Hacker News new | past | comments | ask | show | jobs | submit login
What if mass storage were free? – George Copeland (1980) [pdf] (acm.org)
45 points by thunderbong on Dec 1, 2023 | hide | past | favorite | 41 comments



Prices have never been cheaper and yet deletion strategies remain important. The flaw in this assumption is twofold - data creation grows faster than the price drops and “garbage” data can have performance implications. Cloud storage providers love it if you never delete data because they’re charging you more than it costs, but internally they need to carefully and speedily delete data you’ve asked them to delete because it’s a cost (you’re not getting billed for it).


I don't disagree, but this doesn't address that "if it were free" design point.

Obviously retrieval isn't free, and we have only so much write bandwidth. But a GC might be able to use this in pretty neat ways. You could page out allocations that you think aren't going to be in use, or rarely in use. If you write it to storage, you don't have to be sure. Now that kinda gives you extra infinite memory (the GC dream), so you could do things like project the same data structure into multiple ways depending on how it is being accessed (AoS, SoA, projected subsets, columnar, etc).

We should be thinking about how to have computers decide that deletion strategy for us.


We had full daily backups of our application stretching back to 2017, totaling six terabytes of cloud storage.

They got to the point where it cost $200/mo just so we could theoretically restore the application as it was on June 5, 2018.

I think deletion strategies will always be relevant from a “staying organized” standpoint, as well as cost.


Even if you specifically want to keep it in cloud storage, cold storage tiers would cost $6/mo.

This is not an example where you need to delete. If the value is zero, go ahead, but it's sustainable to keep that data around.


You can buy 20T drives like popcorn today.


If it's important, you don't want to just write it to a hard drive and chuck it in a closet.


True. Get two drives.
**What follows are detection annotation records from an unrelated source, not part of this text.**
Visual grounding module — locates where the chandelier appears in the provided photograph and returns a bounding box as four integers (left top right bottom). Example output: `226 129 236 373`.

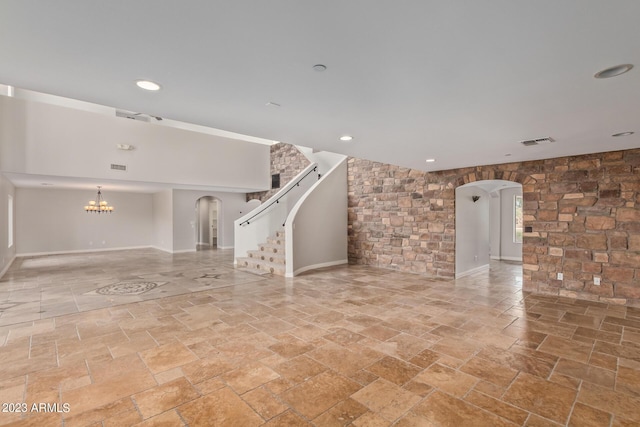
84 185 113 214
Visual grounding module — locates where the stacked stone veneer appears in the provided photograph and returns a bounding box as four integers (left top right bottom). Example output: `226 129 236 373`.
247 143 311 202
348 150 640 304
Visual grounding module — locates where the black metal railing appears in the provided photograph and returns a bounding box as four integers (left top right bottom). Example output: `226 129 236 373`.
239 165 320 226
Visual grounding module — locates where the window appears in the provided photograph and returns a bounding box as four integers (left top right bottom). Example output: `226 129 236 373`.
513 196 523 243
7 196 13 248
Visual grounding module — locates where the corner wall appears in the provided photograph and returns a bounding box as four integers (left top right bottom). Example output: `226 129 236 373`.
247 142 311 203
348 149 640 304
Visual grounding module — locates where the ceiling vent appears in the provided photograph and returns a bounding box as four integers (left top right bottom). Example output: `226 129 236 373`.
520 136 555 147
116 110 151 122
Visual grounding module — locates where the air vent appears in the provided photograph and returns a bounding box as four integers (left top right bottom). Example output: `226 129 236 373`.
520 137 555 147
116 110 151 122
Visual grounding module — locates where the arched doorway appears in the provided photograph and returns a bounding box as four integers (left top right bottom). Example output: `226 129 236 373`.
195 196 221 250
455 179 523 280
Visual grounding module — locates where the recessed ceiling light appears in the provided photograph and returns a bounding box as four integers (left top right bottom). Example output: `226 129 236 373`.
611 132 635 137
593 64 633 79
136 80 161 91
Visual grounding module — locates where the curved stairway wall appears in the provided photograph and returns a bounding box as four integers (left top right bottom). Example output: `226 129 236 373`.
234 163 318 265
285 153 348 277
234 147 348 277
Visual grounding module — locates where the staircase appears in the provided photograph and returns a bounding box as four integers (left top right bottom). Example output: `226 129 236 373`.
237 230 286 276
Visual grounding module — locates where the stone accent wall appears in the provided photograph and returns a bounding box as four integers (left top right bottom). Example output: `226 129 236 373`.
247 142 311 203
348 150 640 304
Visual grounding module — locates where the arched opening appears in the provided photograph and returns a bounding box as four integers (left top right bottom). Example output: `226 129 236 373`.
195 196 221 250
455 179 524 284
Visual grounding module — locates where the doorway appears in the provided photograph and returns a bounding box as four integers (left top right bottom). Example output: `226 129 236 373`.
196 196 220 250
455 180 523 278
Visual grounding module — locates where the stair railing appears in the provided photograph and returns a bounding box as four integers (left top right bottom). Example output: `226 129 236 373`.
234 163 320 263
238 165 320 227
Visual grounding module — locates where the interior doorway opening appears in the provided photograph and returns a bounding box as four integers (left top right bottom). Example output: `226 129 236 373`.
195 196 220 250
455 180 523 282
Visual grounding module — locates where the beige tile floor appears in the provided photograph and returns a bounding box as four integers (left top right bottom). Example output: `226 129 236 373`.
0 250 640 427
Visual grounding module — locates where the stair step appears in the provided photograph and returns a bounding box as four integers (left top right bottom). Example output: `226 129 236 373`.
247 251 287 264
258 243 284 255
237 258 285 276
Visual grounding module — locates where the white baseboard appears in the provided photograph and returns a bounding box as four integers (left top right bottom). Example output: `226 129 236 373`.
0 255 16 279
16 246 155 258
284 259 349 277
170 248 196 254
456 264 489 279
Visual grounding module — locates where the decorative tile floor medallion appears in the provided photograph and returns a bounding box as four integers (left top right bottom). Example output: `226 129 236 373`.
96 282 158 295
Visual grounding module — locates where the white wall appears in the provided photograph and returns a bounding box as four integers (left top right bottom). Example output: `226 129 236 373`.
0 96 270 192
500 187 522 261
0 174 17 277
15 188 153 255
456 186 490 277
285 159 348 277
152 190 173 252
173 190 249 252
489 194 502 260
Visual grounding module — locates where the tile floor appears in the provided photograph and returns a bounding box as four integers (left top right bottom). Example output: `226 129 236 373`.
0 250 640 427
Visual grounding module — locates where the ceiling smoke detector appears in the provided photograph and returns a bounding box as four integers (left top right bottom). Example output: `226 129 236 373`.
520 136 555 147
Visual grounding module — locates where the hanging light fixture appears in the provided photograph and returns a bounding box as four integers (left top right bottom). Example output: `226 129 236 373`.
84 185 113 214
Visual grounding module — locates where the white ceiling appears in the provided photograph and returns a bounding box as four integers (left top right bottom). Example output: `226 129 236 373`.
0 0 640 176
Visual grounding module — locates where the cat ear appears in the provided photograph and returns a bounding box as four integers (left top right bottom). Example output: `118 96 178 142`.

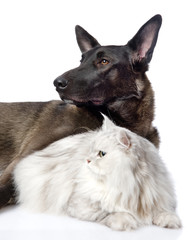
101 113 116 130
117 129 131 149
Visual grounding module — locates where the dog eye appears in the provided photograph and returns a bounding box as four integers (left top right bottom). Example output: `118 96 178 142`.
98 151 106 158
100 59 109 65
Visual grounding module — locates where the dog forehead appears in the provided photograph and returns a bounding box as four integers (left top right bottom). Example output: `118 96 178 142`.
84 45 126 59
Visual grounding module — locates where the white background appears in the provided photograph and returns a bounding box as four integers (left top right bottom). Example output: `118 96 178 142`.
0 0 188 240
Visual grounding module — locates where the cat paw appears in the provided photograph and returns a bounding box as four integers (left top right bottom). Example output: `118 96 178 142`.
153 212 182 229
102 213 139 231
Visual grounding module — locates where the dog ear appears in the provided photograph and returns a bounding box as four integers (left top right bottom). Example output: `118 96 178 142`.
127 15 162 69
75 25 100 53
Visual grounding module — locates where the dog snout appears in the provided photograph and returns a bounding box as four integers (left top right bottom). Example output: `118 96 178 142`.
54 77 68 91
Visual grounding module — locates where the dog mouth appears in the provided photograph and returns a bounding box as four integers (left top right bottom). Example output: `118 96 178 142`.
61 96 105 106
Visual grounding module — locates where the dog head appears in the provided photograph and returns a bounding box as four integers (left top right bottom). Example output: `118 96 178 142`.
54 15 162 105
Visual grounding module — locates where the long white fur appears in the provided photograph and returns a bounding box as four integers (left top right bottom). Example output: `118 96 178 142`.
14 117 181 230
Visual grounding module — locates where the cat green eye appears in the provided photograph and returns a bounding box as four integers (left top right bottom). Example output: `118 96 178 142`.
98 151 106 157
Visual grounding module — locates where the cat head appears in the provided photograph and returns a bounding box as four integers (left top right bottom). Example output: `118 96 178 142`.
86 115 131 176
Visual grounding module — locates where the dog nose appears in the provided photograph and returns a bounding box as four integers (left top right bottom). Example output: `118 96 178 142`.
54 77 68 90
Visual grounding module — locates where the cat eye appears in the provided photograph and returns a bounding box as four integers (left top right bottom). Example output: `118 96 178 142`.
100 59 109 65
98 151 106 157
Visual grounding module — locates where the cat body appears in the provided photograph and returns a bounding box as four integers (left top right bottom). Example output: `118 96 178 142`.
14 117 181 230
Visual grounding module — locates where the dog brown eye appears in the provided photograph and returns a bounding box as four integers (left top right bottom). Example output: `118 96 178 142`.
100 59 109 65
98 151 106 157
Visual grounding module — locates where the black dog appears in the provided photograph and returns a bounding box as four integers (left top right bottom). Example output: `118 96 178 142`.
0 15 162 206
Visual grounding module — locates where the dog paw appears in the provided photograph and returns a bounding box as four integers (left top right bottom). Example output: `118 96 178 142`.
153 212 182 229
102 213 139 231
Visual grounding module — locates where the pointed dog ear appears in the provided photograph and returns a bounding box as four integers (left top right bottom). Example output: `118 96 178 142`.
127 15 162 70
75 25 100 53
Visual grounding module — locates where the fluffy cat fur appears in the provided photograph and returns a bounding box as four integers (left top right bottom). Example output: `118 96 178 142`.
14 117 181 230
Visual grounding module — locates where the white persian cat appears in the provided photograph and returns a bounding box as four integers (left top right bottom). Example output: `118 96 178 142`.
14 117 181 230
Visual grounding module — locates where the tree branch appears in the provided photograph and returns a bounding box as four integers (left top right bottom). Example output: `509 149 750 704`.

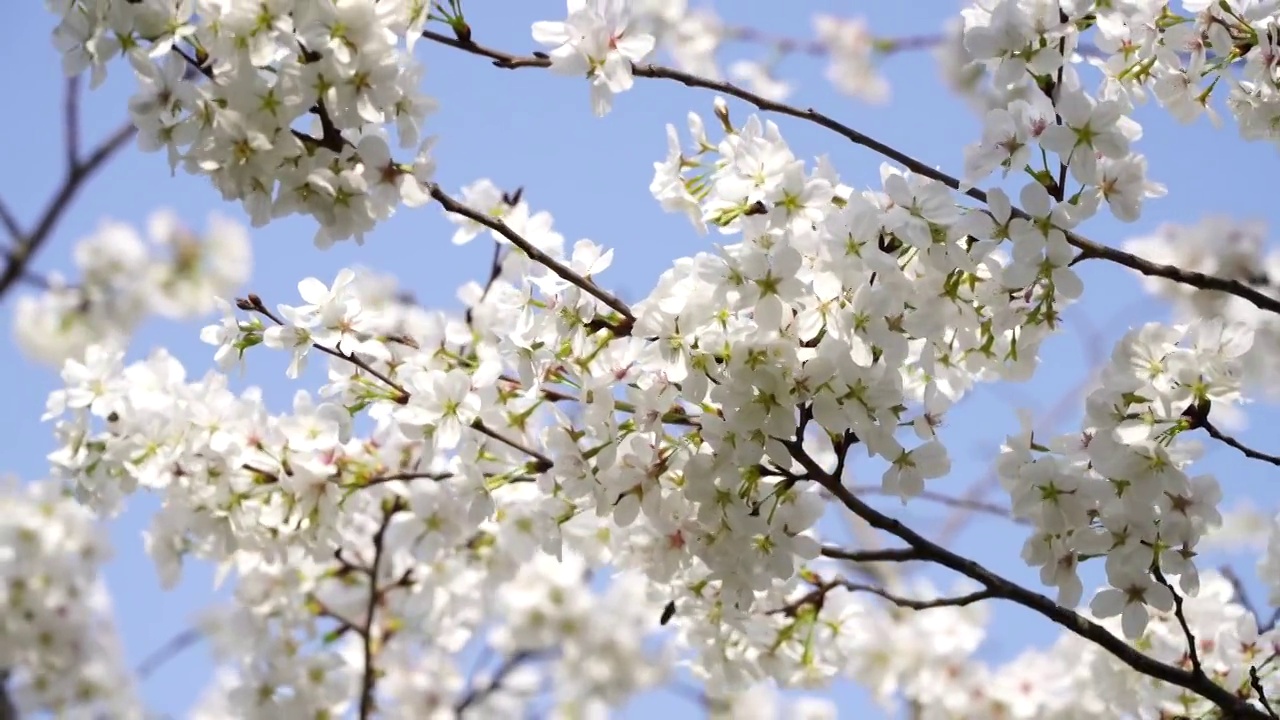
422 31 1280 320
63 76 81 167
1198 419 1280 465
787 441 1267 720
453 651 540 717
822 544 928 562
236 292 412 405
0 122 137 299
426 182 636 337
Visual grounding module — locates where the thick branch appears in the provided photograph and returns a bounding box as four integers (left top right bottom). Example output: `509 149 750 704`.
422 31 1280 314
790 442 1267 719
0 123 137 297
426 183 636 337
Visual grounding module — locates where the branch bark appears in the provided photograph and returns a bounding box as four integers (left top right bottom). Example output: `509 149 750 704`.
422 31 1280 320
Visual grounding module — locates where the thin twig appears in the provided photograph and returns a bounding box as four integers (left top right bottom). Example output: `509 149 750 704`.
453 651 540 717
1249 665 1280 719
849 486 1030 525
63 76 81 167
822 544 928 562
1199 419 1280 465
1151 568 1206 676
840 580 996 610
360 509 396 720
0 123 137 297
788 441 1267 719
133 628 205 680
422 31 1280 320
426 182 636 337
471 420 556 473
237 293 412 405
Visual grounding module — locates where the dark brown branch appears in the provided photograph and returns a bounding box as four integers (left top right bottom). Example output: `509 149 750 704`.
0 200 22 242
63 76 81 167
790 441 1267 720
358 507 396 720
1151 568 1206 678
1249 665 1280 720
840 580 996 610
1199 419 1280 465
236 293 412 405
426 182 636 337
471 420 556 473
849 486 1030 525
133 628 204 680
0 123 137 297
422 31 1280 322
453 651 540 717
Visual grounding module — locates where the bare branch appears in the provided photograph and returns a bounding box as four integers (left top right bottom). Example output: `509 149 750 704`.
356 506 398 720
1249 666 1280 719
236 293 412 405
63 76 81 167
453 651 541 717
0 123 137 297
133 628 205 680
822 544 928 562
1198 419 1280 465
788 441 1267 719
422 31 1280 320
838 580 996 610
426 182 636 337
1151 568 1206 678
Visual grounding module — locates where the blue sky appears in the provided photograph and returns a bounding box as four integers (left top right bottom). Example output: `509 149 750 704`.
0 0 1280 716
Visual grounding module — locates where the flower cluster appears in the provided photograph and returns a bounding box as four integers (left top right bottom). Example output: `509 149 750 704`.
49 0 435 247
0 478 142 719
14 210 252 365
1000 323 1253 638
20 0 1280 720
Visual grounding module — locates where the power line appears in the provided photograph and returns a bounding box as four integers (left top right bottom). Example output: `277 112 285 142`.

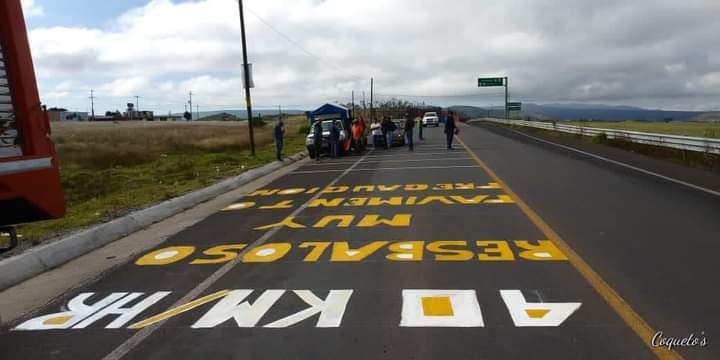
245 6 344 70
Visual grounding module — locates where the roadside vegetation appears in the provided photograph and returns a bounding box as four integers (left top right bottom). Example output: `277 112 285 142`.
568 121 720 138
511 122 720 172
18 117 305 244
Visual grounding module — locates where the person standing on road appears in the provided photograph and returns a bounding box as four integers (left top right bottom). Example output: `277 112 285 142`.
405 111 415 151
445 111 458 150
412 113 424 140
351 119 363 154
370 119 385 150
313 120 322 161
273 120 285 161
330 120 340 158
382 116 395 149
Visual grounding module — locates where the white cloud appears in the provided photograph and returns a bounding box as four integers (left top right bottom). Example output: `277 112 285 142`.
24 0 720 111
22 0 45 17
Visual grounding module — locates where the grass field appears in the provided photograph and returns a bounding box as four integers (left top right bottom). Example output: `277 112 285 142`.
570 121 720 138
18 117 305 243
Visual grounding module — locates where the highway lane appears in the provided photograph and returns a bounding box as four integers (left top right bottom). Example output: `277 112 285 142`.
0 123 717 359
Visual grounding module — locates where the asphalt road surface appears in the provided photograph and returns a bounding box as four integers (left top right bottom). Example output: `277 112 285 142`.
0 122 720 359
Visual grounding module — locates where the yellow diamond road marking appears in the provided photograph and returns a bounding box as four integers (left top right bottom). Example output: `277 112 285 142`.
422 296 454 316
525 309 550 319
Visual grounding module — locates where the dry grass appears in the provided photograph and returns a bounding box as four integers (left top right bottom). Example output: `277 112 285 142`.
53 119 300 169
12 117 306 246
569 121 720 138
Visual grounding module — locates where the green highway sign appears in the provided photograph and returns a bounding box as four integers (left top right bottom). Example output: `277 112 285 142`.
507 102 522 111
478 78 504 87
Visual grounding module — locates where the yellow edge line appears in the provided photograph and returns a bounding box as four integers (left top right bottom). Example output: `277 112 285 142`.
128 290 230 329
458 137 682 359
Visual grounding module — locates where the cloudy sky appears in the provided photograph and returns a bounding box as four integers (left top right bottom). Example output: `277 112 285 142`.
18 0 720 112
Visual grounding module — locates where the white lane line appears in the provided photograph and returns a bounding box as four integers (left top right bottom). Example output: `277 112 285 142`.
289 165 479 175
305 156 472 166
103 152 371 360
508 129 720 196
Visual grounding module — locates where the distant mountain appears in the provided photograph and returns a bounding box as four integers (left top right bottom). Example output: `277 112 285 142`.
174 109 305 119
690 111 720 122
450 103 706 121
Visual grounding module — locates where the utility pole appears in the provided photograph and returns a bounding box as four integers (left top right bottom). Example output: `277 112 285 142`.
370 78 375 120
90 89 95 121
363 90 367 116
238 0 255 156
505 76 510 120
185 91 192 120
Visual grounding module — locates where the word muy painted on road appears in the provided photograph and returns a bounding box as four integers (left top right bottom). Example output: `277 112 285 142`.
223 194 515 211
248 182 502 197
135 240 567 266
255 214 412 230
12 289 582 331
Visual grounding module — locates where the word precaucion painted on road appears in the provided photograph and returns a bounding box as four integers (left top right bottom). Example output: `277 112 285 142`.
135 240 567 266
223 194 515 211
248 182 502 197
12 289 582 331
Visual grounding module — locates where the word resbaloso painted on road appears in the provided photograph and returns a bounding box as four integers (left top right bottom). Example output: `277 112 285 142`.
135 240 567 266
12 289 582 331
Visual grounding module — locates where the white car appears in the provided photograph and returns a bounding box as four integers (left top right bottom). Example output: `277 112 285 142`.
422 112 440 127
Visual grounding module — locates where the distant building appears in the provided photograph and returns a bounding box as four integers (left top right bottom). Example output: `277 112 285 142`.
155 114 185 121
48 109 90 121
199 112 238 121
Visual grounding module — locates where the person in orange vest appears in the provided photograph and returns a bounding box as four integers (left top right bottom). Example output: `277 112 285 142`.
352 119 362 154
One you chuck in a closet, the other you store off site.


Basically he's describing immutable storage and what we now call write-append-log DB backend.

Quite a foresight at time when microcomputers persisted data on audio tapes and Sinclair launched a computer with custom chassis, keyboard, PCB and 3.5MHz Z80 CPU,..., but yet chose to include only 1kB of RAM to keep the costs low.


Dijkstra once —when the discipline of CS was itself much younger— wrote something to the effect of "how are we supposed to teach our students things that will last their lifetimes?"

(ie if today's kids are ~20, what could we teach that will still be relevant for computing in ~2070?)


The fundamentals and concepts haven't changed much at all, and probably won't for a very, very long time. If you have a good handle on those, everything else is relatively easy to pick up -- even the really new stuff.

What concerns me about new CS grads is that they're not only lacking a lot of the fundamentals, they sometimes even argue that learning them isn't useful.


`curl http://fundamentals.io | sudo bash -`. checkmate, old man.

edit: forgot `curl -k`. like anyone have time to deal with those cert errors.


Discrete mathematics and calculus.

Also, likely Java. I bet there will still be Java code running in 2070.


I use discrete math quite often, but rarely calculus—at least nothing more complicated than knowing what integrals and derivatives are (not how to actually calculate them). I mainly work at the application level, though: understanding business processes and other "soft" skills are much more relevant than advanced math.

I fully expect some companies to still be using Java 8 in fifty years.


Having internalized what it is and what they are and how they work in general is not to be discounted. The usefulness of education is often not in the detail of the rules but in this internalizing. You now know about this concept and it will come to mind without even noticing it when useful when something passes in front of you. If only in business, interest rate or commission is not a small number each time, but adds up. Growth rate is properly "compounded growth rate". Etc.


That’s a good point. Taking calculus and other courses definitely helped to provide a good foundation. But, for anyone struggling in those courses and wondering if they can make it in this industry: a barely-passing grade in Calculus II won’t be a career-ender. :-)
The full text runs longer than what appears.